Rabu, 28 Juli 2010

Barbie, Bratz, and the Employee Brain Battle



One of the challenges of managing knowledge workers is that we can't know what they know. We can only hope that they choose to share it with us.

We can't look inside people's heads — yet. But I imagine that technological innovation will soon produce this announcement as soon as an employee I.D. unlocks the exit from corporate campuses: Please deposit your ideas at the door before passing through the brain scanner to make sure you aren't taking any ideas with you. And don't forget to leave any thoughts you brought with you from home this morning; they are now company property.

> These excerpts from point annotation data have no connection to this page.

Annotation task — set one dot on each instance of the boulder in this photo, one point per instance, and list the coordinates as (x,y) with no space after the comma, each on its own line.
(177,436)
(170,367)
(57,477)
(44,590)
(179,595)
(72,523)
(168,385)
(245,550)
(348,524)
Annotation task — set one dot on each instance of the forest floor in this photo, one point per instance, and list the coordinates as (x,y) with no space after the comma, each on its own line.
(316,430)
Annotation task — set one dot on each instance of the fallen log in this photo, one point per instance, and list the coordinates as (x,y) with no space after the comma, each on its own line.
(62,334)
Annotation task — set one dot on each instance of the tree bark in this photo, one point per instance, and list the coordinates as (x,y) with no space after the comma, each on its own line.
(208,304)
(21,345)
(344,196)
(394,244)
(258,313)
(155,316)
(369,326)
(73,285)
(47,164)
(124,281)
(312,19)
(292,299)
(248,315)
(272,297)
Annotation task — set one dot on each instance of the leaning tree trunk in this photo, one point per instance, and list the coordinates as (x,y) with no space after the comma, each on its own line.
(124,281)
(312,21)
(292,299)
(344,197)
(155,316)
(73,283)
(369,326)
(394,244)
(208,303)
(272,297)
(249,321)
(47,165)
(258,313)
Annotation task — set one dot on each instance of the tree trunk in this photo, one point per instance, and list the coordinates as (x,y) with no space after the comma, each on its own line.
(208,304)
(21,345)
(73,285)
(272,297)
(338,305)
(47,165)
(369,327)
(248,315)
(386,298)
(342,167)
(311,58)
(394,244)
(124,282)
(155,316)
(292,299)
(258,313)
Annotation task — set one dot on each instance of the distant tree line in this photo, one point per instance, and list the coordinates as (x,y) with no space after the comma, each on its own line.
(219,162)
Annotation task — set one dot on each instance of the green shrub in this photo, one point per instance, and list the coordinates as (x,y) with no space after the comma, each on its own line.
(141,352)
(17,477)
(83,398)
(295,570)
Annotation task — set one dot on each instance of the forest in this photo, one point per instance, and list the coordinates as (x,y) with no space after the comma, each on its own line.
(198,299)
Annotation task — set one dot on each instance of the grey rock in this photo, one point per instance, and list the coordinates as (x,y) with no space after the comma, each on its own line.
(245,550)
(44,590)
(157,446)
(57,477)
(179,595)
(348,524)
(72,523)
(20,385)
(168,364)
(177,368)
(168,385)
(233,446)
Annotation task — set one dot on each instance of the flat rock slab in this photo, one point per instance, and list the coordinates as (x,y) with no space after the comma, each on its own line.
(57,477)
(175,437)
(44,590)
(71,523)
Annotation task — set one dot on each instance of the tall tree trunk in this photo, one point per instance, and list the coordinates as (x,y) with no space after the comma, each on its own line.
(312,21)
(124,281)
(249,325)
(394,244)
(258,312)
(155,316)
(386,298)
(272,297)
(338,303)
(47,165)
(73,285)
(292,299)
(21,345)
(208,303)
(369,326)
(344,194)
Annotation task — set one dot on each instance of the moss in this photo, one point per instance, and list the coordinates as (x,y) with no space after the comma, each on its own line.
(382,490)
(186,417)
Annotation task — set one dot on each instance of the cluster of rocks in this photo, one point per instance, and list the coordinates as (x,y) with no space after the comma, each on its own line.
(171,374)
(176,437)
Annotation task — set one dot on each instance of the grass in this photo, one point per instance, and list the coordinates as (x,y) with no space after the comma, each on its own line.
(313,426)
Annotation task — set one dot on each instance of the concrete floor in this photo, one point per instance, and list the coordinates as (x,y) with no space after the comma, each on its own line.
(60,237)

This idea (which of course my employer can own) came to mind while following the ongoing case of Doll Wars, starring Barbie versus the Bratz — i.e., Mattel v. MGA Entertainment Inc.

In 2001, MGA launched its edgy Bratz dolls, which quickly became a fierce rival for Mattel's Barbie and friends. Although Barbie remained number one, sales slid. Mattel sued MGA for patent infringement and charged former Mattel designer Carter Bryant with intellectual property theft. Mattel cited its invention agreement, which specifies that any inventions including designs that a person creates at any time during employment at Mattel will be owned by the company. Bryant settled with Mattel for an undisclosed amount prior to the trial of Mattel v. MGA.

In 2008, a federal jury awarded $100 million to Mattel but no punitive damages (well below the nearly $2 billion Mattel had sought) and gave Mattel rights to the Bratz dolls. In defense, MGA claimed that Bryant's idea was created between two stints at Mattel, when he was not employed by the toy industry. The jury said that the idea for the first four Bratz dolls had developed at least in part while at Mattel. But in December 2009, an appeals court gave MGA a new lease on life, staying an injunction that would have required taking Bratz off retail shelves. This allowed MGA to keep selling through holidays and 2010 while continuing the appeal.

I have no opinion on this case, which I've summarized from public sources. But my mind has churned with thoughts, all of which, if my employer were like Mattel, would no longer be owned by me.

When does a thought become an idea, an idea become an invention? When does a doodle become a drawing? How do we know how long a thought has been rolling around in someone's mind? Is an employee required to share all thoughts about better versions of products or services? If professionals are hired to provide ideas by deadlines, and they do that, can they keep their leftover thoughts for themselves? What if their thoughts become useful ideas off-hours and off-premises with no company resources involved? On the other hand, if people work flexibly and remotely, how can there be any boundaries?

In the world of new technology, copyrights are easily infringed, and information begs to be free. Google is seen by some as a liberator of information and by others as a thief of intellectual property. There continues to be a debate about whether overly rigid patents stifle innovation, including whether patent holders can receive injunctions when there is infringement (as Mattel did), not just monetary damages. There is tension to be resolved between proprietary IP and open innovation involving collaborations across companies that can cause an entire industry to grow.

There are certainly lines to be drawn, conditions that would constitute unethical or illegal conduct. If we leave it to the lawyers, those brain scanners I imagine at the door will become real. If instead we give more rights to knowledge workers — while making them feel loyal and committed to the company — then thoughts are more likely to be shared voluntarily, and a company's best protection when ideas drift away is to keep new ideas coming. That goes for Barbie and her friends, too.